Social

Du blocage à l'ouverture prudente et limitée

La défaite de la gauche marque assurément un changement profond dans la vie sociale. Avant le scrutin, le gouvernement se refuse à toute promesse, adopte une attitude rigide (exemple d'EDF, la seule du secteur nationalisé à tenter l'épreuve de force en décembre 1977) et refuse de discuter la suggestion de FO pour une 5e semaine de congés payés. Dans le secteur privé, le patronat s'enferme dans le mutisme.

Puis, brusquement, après le second tour du 19 mars 1978, en quelques jours, la situation se dégèle. Les rencontres se multiplient entre syndicats, pouvoirs publics et patronat. Des projets de loi sont préparés, des négociations s'engagent. Bref les contraintes économiques semblent, un instant, oubliées. Mais, au-delà du changement de style, les rapports sociaux évoluent-ils réellement ?

Lettres mortes

Certaines données, cependant, demeurent ; la crise persiste. Tous les experts prévoient pour l'automne 1978 une recrudescence du chômage et de l'inflation ; les grandes réformes annoncées (l'entreprise, la réduction des inégalités, la revalorisation du travail manuel) sont restées lettres mortes ; d'autre part, si CGT et CFDT adoptent des stratégies divergentes, les dirigeants savent que l'unité d'action est la seule voie étroite qui leur est offerte pour faire aboutir leurs revendications.

À la veille des vacances, gouvernement, patronat et syndicats, conscients des limites de cette ouverture post-électorale, s'interrogent. Le mythe d'un automne chaud n'est pas écarté par certains.

Les élections législatives ne sont pas le seul facteur de cette situation complexe. Trois fils conducteurs s'y mêlent étroitement :
– Celui de l'action revendicative, elle-même sensible aux initiatives de la base préoccupée par l'emploi et le blocage des salaires ;
– Celui des stratégies politiques des organisations syndicales ;
– Celui enfin du déblocage des négociations, provoqué conjointement par le désir d'ouverture du président de la République et par la nouvelle stratégie de la CFDT dès janvier 1978.

L'action revendicative

Les chantiers Dubigeon (en octobre) pour le secteur privé, la grève d'EDF (en décembre), pour le secteur nationalisé : ces deux échecs de l'action revendicative symbolisent l'impasse des relations sociales avant le mois de mars. Dans les deux cas, le front commun CGT-CFDT se fissure ; chez Dubigeon, des interférences politiques s'ajoutent à des analyses visiblement différentes sur la stratégie des luttes ; à EDF-GDF, au-delà d'une grève controversée, violemment critiquée par les chefs d'entreprise — certains porteront plainte contre les syndicats mais seront déboutés —, les délestages tournants révèlent une CFDT plus jusqu'au-boutiste et une CGT plus modérée, hésitante à franchir le seuil de l'impopularité.

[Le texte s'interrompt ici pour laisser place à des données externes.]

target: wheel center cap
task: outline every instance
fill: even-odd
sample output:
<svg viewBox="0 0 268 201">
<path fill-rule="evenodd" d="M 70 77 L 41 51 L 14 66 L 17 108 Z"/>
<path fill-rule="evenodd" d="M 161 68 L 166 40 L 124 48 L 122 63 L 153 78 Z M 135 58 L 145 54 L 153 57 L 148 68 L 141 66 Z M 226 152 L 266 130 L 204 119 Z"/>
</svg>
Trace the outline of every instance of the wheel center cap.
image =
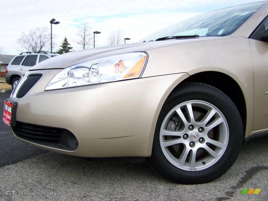
<svg viewBox="0 0 268 201">
<path fill-rule="evenodd" d="M 197 131 L 193 131 L 190 134 L 190 139 L 192 141 L 196 141 L 199 138 L 199 133 Z"/>
</svg>

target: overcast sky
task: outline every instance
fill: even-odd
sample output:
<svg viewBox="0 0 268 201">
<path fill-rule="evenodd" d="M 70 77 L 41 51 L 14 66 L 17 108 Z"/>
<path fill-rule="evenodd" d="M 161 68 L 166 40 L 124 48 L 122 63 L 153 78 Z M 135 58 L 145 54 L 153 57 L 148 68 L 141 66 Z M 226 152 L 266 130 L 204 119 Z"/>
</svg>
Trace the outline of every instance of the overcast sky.
<svg viewBox="0 0 268 201">
<path fill-rule="evenodd" d="M 17 43 L 22 32 L 38 27 L 50 32 L 53 25 L 56 51 L 66 36 L 75 50 L 81 49 L 73 40 L 78 26 L 90 25 L 96 35 L 96 46 L 106 45 L 110 32 L 119 29 L 127 42 L 135 43 L 155 31 L 196 14 L 257 0 L 54 0 L 2 1 L 0 18 L 0 47 L 3 53 L 17 54 L 22 50 Z M 48 50 L 50 50 L 50 49 Z"/>
</svg>

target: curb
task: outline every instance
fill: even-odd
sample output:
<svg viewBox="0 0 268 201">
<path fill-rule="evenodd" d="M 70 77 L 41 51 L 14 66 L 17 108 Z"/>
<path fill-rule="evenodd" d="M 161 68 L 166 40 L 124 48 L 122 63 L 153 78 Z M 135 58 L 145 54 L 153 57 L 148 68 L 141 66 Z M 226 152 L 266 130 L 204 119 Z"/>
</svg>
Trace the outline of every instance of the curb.
<svg viewBox="0 0 268 201">
<path fill-rule="evenodd" d="M 7 93 L 8 92 L 11 92 L 12 91 L 12 89 L 6 89 L 3 90 L 1 92 L 2 93 Z"/>
</svg>

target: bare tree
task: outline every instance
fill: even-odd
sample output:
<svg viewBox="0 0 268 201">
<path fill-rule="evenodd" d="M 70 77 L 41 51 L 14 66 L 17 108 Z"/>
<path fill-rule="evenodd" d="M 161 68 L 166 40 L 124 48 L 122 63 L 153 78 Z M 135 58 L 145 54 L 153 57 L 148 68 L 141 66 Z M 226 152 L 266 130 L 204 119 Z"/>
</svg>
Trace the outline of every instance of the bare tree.
<svg viewBox="0 0 268 201">
<path fill-rule="evenodd" d="M 123 43 L 123 35 L 119 30 L 113 31 L 110 32 L 108 38 L 107 44 L 108 45 L 116 45 Z"/>
<path fill-rule="evenodd" d="M 92 44 L 93 40 L 92 33 L 90 27 L 87 23 L 85 22 L 78 27 L 78 30 L 76 35 L 77 39 L 74 41 L 82 46 L 83 49 L 88 47 Z"/>
<path fill-rule="evenodd" d="M 50 34 L 46 28 L 38 28 L 29 30 L 28 33 L 22 32 L 17 43 L 24 50 L 37 52 L 49 49 Z"/>
</svg>

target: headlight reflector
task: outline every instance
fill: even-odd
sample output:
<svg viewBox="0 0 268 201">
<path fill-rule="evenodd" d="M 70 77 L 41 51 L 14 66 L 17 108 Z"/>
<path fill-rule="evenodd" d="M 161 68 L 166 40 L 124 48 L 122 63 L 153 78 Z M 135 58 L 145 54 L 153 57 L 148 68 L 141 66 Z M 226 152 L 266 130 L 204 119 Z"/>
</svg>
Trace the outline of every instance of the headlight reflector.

Dans les deux cas également, le gouvernement, grand maître d'oeuvre de la politique salariale, incite à ne pas céder sur les revendications destinées à faire sauter les contraintes du plan Barre.

Tour de force

Contraindre les syndicats à la défensive, c'est le tour de force d'un Premier ministre qui tient bon sur deux grands axes : les salaires et le chômage. R. Barre répète qu'il ne cédera pas, que l'heure est celle de la rigueur en matière de salaires pour éviter demain les sacrifices. Le résultat de cette attitude est de ne consentir qu'une des plus faibles progressions de pouvoir d'achat depuis dix ans.

Les smicards, les personnes âgées, les familles et les travailleurs manuels demeurent un peu moins défavorisés, grâce à de petits coups de pouce.

Si Raymond Barre jette parfois du lest, c'est d'une façon fort limitée. Laissant à André Bergeron tout le profit de la décision de relance, en juillet 1977, des négociations salariales dans le secteur public, il impose l'abandon du caractère d'automaticité des hausses de pouvoir d'achat.

Raymond Barre transige également avec la CGC, qui passe progressivement d'une hostilité non camouflée vis-à-vis de son plan de lutte contre l'inflation à une résignation conditionnelle. Au centre d'une gigantesque opération de séduction politique venant de tous les azimuts, les cadres ne pouvaient manquer d'être courtisés par la majorité actuelle. La CGC obtient ainsi le non-déplafonnement des cotisations sociales au 1er janvier 1978 et la mise en place de la concertation dans les entreprises : elle est cependant loin d'avoir trouvé avec R. Barre la compréhension qui s'était instaurée avec Jacques Chirac.